Questions for the Doctor
- How severe is my bleeding pattern, and which medicines or activities should I avoid?
- What should I do first for nosebleeds, heavy periods, or dental bleeding at home and in hospital?
- Should I carry an emergency card, and what should emergency clinicians know?
- Do relatives need testing, and what genetic counseling is needed before pregnancy?
Basic Information
Medical Notes
More complete medical explanations are kept here for discussion with clinicians.
Symptoms
GT mainly causes mucosal and skin bleeding, such as nosebleeds, gum bleeding, petechiae, purpura, bruising, and prolonged bleeding after injury. Heavy menstrual bleeding is common, and pregnancy or delivery may carry increased bleeding risk.
Severity varies widely, even within the same family. Rare but serious bleeding can involve the gastrointestinal tract, inside the skull, or joints and needs urgent care.
Diagnosis
Diagnosis cannot rely on platelet count alone. People with GT may have a normal platelet count and near-normal routine coagulation tests; the key problem is abnormal platelet aggregation and absent or dysfunctional alphaIIb beta3 receptor.
Testing may include CBC, coagulation studies, platelet aggregation, flow cytometry for GPIIb/IIIa, and ITGA2B/ITGB3 gene testing. Clinicians also exclude von Willebrand disease, other platelet function disorders, and acquired bleeding causes.
Treatment
Mild or moderate bleeding may be managed with pressure, local nose or mouth measures, and antifibrinolytic medicines. Severe bleeding, surgery, or childbirth may require platelet transfusion; recombinant factor VIIa may be used in selected patients, especially when platelet transfusion is ineffective or antibodies are present.
Daily care includes avoiding aspirin and some NSAIDs, maintaining oral health, avoiding high-bleeding-risk sports, and contacting hematology before any invasive procedure.
Long-term Care
Patients should keep diagnosis documents, genetic results, transfusion history, and treatment-response records, and carry emergency information.
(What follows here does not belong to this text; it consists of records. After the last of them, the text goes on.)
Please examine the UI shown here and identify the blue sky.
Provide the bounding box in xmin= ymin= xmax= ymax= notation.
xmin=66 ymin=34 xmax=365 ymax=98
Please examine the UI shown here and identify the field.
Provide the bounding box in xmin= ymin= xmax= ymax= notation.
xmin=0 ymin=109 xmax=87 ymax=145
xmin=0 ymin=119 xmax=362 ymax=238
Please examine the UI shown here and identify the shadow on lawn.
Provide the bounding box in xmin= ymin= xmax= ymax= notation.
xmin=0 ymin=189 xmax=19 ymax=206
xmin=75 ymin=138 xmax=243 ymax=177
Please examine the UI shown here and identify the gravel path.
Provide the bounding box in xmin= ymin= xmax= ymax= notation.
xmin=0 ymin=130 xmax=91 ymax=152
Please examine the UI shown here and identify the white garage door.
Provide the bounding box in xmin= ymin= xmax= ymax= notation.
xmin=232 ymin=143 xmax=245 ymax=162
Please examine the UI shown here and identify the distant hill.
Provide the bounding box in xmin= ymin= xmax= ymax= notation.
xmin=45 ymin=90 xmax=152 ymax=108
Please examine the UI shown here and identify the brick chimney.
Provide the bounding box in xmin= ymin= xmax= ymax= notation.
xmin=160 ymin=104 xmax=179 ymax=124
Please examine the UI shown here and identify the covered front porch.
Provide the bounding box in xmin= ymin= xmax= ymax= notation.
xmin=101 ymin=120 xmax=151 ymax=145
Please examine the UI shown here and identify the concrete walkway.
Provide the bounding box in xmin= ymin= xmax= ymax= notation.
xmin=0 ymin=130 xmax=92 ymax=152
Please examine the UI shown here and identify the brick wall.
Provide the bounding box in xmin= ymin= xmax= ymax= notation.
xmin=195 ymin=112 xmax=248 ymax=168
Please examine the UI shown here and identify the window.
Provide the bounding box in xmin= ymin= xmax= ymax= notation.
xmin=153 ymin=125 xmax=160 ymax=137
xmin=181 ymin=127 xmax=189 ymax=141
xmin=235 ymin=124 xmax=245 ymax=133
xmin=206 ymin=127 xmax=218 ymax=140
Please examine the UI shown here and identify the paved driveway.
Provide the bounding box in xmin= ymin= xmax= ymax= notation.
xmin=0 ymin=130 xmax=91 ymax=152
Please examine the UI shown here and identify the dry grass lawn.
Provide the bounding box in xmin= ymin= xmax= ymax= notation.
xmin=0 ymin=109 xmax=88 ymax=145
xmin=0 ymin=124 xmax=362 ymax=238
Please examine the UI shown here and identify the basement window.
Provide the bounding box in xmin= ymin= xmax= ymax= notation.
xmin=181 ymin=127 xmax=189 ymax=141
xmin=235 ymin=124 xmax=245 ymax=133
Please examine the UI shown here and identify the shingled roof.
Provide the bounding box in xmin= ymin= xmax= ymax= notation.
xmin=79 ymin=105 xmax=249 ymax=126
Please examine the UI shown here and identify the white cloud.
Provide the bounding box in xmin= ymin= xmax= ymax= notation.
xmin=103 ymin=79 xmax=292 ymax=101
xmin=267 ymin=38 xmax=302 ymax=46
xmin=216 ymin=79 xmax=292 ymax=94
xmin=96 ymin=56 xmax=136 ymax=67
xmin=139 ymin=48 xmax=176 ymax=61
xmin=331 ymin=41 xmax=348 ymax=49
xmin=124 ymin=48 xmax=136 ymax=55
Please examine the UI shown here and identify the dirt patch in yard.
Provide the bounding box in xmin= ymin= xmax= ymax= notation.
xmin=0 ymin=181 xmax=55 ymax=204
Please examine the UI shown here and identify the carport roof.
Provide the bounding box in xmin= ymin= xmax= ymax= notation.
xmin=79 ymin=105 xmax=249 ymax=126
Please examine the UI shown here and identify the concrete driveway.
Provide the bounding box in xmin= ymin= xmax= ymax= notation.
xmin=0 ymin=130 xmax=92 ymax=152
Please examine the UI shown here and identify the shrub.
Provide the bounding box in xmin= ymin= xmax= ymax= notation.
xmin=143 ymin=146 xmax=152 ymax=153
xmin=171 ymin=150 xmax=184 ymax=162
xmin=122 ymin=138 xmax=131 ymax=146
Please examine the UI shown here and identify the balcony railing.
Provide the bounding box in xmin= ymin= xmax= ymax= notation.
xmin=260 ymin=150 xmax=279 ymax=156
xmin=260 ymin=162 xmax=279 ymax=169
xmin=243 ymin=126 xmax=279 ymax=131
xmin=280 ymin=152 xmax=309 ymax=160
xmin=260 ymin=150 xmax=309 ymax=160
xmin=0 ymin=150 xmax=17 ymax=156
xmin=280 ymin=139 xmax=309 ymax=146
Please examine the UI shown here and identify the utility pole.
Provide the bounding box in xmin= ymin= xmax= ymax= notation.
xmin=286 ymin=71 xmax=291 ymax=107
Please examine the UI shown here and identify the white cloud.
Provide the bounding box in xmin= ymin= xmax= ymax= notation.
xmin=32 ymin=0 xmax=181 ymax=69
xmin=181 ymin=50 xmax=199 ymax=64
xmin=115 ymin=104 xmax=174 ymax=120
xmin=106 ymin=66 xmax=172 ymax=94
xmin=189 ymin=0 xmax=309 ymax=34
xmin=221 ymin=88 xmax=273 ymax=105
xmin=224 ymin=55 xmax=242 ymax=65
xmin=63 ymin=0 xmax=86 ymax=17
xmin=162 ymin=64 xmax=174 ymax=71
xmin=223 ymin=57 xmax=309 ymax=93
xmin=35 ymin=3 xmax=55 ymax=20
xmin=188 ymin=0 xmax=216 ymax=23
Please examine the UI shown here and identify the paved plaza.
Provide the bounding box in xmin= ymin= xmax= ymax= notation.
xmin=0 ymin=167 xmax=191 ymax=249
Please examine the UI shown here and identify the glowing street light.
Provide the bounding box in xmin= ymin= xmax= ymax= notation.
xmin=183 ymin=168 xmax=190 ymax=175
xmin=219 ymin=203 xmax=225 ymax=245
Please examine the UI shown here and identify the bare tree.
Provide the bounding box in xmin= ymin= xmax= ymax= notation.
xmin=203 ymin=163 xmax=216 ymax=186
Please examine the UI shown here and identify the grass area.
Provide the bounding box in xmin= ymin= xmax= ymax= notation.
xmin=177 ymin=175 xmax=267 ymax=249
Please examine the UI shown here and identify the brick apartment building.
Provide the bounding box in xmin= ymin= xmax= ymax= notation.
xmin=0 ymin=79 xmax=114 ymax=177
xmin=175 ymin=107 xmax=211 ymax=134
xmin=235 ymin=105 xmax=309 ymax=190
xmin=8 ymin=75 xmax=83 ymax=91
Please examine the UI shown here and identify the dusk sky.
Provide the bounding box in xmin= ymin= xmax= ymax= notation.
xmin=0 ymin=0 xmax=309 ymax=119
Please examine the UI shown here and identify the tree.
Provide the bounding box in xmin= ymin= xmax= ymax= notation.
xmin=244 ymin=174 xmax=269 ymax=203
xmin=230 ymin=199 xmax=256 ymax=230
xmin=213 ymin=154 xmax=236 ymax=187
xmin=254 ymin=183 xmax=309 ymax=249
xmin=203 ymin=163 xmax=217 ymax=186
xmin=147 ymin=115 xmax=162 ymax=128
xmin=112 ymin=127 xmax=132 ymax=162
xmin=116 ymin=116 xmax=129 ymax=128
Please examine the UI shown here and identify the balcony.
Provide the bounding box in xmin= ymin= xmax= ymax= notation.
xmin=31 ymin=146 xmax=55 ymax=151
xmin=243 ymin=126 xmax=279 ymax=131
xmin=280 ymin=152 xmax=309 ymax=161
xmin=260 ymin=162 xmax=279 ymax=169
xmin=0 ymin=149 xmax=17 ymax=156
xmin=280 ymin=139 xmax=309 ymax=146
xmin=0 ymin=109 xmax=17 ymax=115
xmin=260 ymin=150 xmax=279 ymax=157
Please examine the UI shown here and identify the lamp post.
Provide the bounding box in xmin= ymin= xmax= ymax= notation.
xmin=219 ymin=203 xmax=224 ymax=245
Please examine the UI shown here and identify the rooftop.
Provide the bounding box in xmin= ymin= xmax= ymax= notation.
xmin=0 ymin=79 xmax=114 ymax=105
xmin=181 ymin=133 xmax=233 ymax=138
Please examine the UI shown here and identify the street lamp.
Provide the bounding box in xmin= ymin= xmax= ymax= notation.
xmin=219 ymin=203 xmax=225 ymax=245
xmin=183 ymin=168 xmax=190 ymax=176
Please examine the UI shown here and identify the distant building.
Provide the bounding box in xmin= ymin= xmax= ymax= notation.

Those needing repeated platelet transfusions require monitoring for alloimmunization and transfusion-related risks.
Adolescents and women need menstrual management plans. Family, school, and workplace contacts should know when nosebleeds, injuries, or head trauma require urgent care.
Fertility and Family
GT is autosomal recessive. Parents are often carriers, and siblings may be affected or carriers. Genetic counseling can discuss partner testing, prenatal diagnosis, or preimplantation genetic testing when relevant.
When to Seek Urgent Care
Headache or vomiting after head injury, altered consciousness, nose or mouth bleeding that will not stop, vomiting blood, black stools, blood in urine, severe heavy menstrual bleeding, postpartum bleeding, shortness of breath, or marked pallor and weakness requires emergency care with GT clearly identified.
Prognosis
With prevention and rapid bleeding plans, many people live active lives; severe bleeding, transfusion complications, menstruation, pregnancy, and delivery need careful hematology support.